In the aftermath of the election, the PSOE saw itself under increased pressure due both to political instability as a result of its low majority (relying on increasingly-unstable pacts with Convergence and Union to pass its legislation) and of the uncovering of numerous cases of corruption within the government itself. The pact with CiU would end in the fall of 1995, forcing PM Felipe González to call early elections 15 months before their scheduled date, which would see the opposition right-wing People's Party of Aznar win for the first time.
Under Article 68 of the Spanish constitution, the boundaries of the electoral districts must be the same as the provinces of Spain and, under Article 141, this can only be altered with the approval of Congress.
The apportionment of seats to provinces follows the largest remainder method over the resident population ("Padrón") with a minimum of two seats (cf. Art. 162 of the Electoral Law).

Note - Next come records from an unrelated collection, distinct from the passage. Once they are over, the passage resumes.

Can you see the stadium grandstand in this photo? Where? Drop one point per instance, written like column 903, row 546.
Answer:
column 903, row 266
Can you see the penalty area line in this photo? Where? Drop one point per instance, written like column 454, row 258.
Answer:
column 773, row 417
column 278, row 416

Article 67.3 of the Spanish Constitution prohibits dual membership of both chambers of the Cortes or of the Cortes and regional assemblies, meaning that candidates must resign from regional assemblies if elected. Article 70 also makes active judges, magistrates, public defenders, serving military personnel, active police officers and members of constitutional and electoral tribunals ineligible. Article 55, Section 2 of the 1985 electoral law also disqualifies director generals or equivalent leaders of state monopolies and public bodies such as the Spanish state broadcaster RTVE.